I remember my teacher was demonstrating proper gun handling and asked a kid to come help him. He had slipped a blank in the gun. Handed the kid the gun, had him shoulder it and told him to show proper trigger pull. That kid nearly shizzed himself, one hell of a lesson that I remember 30yrs later. My son took it 2 years ago at 8. I think we waste a lot of time on first aid. Kids in the 8-12 range aren't going to remember that stuff. Same as the map and orienteering. But, if your doing it right your going to class, or your sitting down at the computer and its letting you reinforce whats being taught. Much like a CCW class, its not training and shouldn't pass for actual adult/kid time.


----------



## Mr Muleskinner (Feb 14, 2012)

I like the idea of having to work for things.


----------



## pdogger (Nov 12, 2008)

Some thoughts and information that may help with some who have concerns.

As for the trial hunting program. Utah was the 35th state to implement a trial hunting or similar program. Statistics from these the other programs show that these "trial" hunters are actually safer then regular hunters. It has been a great program for bringing participants into the sport.

Changes to the Hunter Education Program have been happening since the program was started way back when. In a lot of ways we have come full circle and in other ways we have moved forward, and some back ward.
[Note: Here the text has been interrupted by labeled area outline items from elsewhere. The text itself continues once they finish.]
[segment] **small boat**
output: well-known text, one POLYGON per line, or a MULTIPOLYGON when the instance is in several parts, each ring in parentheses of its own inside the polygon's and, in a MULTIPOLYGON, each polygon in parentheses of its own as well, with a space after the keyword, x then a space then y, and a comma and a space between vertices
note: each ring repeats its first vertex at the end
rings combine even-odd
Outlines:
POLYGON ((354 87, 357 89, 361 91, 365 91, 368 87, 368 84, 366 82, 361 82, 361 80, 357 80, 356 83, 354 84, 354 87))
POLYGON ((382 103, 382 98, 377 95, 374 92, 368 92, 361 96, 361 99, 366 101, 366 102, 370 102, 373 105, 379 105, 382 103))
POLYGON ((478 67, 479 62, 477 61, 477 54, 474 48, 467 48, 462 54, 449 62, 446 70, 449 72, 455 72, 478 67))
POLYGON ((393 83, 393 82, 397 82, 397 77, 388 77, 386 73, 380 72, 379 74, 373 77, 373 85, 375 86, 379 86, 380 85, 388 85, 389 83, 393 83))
Only 19 of the 50 states require a live fire exercise in Hunter Education and Utah was the only state still requiring a marksmanship test. The incident rates in all states over the past 10 years are nearly identical for states that have live fire vs those that don't. (states that have live fire in Hunter Ed actually have slightly higher rate) If you look at the incident reports in Utah and other states none of the incidents are related to marksmanship. They have to do with judgment and safety issues.

In my opinion the Hunter Education program is very important and effective, but it is only a small portion of the overall experience in becoming a safe, knowledgeable, and responsible hunter. Most of that for me came after I actually took Hunter Education.


----------



## bow_dude (Aug 20, 2009)

I was 15 when I took Hunters Ed. That was back in the fall of 68 or 69. Hunters Ed saves lives. I remember growing up reading news paper accounts or hearing news broadcasts about people who were shot and killed due to a hunting accident nearly every year. Sometimes there were multiple shootings in a single year. I had a friend who was one of those victims. He was killed while eating lunch on a side hill in the open. That was back in 74. Another friend's father was the shooter in another hunting accident. His father never let him hunt because of it. Obviously he never got over the guilt. 
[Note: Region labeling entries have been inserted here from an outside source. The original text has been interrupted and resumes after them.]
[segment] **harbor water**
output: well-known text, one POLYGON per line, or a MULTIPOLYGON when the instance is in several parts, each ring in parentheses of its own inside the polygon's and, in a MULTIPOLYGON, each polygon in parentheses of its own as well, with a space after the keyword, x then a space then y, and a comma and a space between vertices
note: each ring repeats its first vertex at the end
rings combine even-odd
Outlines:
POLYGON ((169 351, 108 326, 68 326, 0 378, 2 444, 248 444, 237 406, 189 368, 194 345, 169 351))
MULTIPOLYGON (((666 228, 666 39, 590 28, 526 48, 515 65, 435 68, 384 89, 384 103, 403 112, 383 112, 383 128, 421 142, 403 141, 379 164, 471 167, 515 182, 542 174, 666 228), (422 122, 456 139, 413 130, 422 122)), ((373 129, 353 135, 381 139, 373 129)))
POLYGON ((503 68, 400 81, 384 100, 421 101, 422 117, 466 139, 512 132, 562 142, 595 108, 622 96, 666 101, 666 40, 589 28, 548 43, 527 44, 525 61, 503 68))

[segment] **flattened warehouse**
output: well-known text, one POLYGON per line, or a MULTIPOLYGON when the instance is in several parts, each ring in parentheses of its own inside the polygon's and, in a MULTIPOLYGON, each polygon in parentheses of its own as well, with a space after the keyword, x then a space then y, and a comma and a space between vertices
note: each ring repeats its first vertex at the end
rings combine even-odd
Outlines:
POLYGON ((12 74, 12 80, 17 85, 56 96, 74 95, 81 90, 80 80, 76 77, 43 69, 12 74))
We don't kill hunters very often anymore and that is because of hunters ed. You can't argue with success, and because we have a much better safety record than we used to, we have advocates wanting to get rid of it? Doesn't make any sense to me. The same argument holds true with wearing hunter orange. We don't kill hunters like we used to because of the safety precautions that are required. "When they are learned, they think they are wise". Wisdom is acquired through experience. Foolishness comes from ignoring experience and the wise.


----------



## willfish4food (Jul 14, 2009)

I prefer to have a marksmanship test. Not because I think having one will reduce incidents, but because I like the emphasis it puts on making clean shots on animals. Regardless of if it's required by Hunter Ed, my kids will be having a marksmanship test so they know we put our money where our mouth is. 
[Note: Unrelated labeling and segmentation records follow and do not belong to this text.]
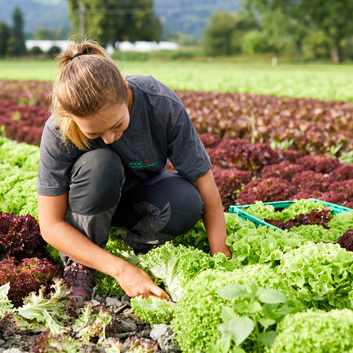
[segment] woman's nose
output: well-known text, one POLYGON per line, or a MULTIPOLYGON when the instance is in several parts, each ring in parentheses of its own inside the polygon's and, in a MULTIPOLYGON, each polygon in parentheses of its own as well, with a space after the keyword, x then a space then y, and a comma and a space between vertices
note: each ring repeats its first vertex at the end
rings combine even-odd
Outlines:
POLYGON ((115 134, 111 131, 107 131, 101 136, 103 141, 105 142, 107 145, 112 143, 114 142, 115 134))

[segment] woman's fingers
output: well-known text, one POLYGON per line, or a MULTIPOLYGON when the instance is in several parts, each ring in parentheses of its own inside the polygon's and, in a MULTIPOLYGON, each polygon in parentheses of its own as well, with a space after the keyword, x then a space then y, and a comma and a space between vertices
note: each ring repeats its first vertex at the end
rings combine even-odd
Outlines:
POLYGON ((153 285, 150 289, 150 295, 154 297, 157 297, 165 300, 171 300, 170 297, 160 287, 153 283, 153 285))

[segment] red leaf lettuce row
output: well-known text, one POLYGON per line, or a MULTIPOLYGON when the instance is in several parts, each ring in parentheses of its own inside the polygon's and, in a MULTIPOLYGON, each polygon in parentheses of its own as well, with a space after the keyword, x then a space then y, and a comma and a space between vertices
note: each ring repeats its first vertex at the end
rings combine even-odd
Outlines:
POLYGON ((0 285, 10 282, 9 299, 16 306, 32 291, 41 286, 52 284, 54 278, 60 278, 57 266, 46 259, 24 259, 21 262, 10 257, 0 261, 0 285))
POLYGON ((9 256, 18 260, 44 258, 47 255, 46 246, 34 217, 0 211, 0 259, 9 256))

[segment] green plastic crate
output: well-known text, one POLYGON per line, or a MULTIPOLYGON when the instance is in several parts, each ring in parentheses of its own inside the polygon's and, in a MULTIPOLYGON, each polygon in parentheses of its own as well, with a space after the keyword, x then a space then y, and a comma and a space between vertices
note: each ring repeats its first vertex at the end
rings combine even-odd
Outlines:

The other reason I like it for the class, is that was the highlight of my Hunter Ed experience. You gotta do the "boring" class/online stuff, the least they can do is let you go shoot a couple of targets and have some fun.


----------



## Critter (Mar 20, 2010)

Could the reason behind fewer accidents also be that there are a lot fewer hunters out there and the ones that are out there are actually hunting?

I remember back in the 60's and 70's that if you didn't have a camping spot 2 days before the deer season opened you had a hard time finding one. The endless line of cars snaking up Spanish Fork Canyon and Daniels Canyon the Friday before the hunt opened and the endless line of cars and truck going down them the following Sunday evening. The checking stations in Daniels with 4 lanes just to check successful hunters. And then them building the one in Spanish Fork Canyon to do the same. 

Not to mention 300,000 hunters vs <100,000 now.


----------



## pdogger (Nov 12, 2008)

willfish4food said:


> The other reason I like it for the class, is that was the highlight of my Hunter Ed experience. You gotta do the "boring" class/online stuff, the least they can do is let you go shoot a couple of targets and have some fun.


They will still be doing a live fire exercise, shooting and being safe it just won't have the scoring component


----------



## brisket (Mar 3, 2015)

I actually was quite impressed with the online course my kids took (huntercourse.com). The animations, and explanations/interactions were very well done in my opinion. It even had a archery range simulator where they had to use a specific pin on the site to hit the target. They enjoyed it, and I made them go through all the modules 3 times, so when it came time to take the test, they passed without problems (at 10 years old). It was also nice they could go at their own pace, to make sure they learned the material.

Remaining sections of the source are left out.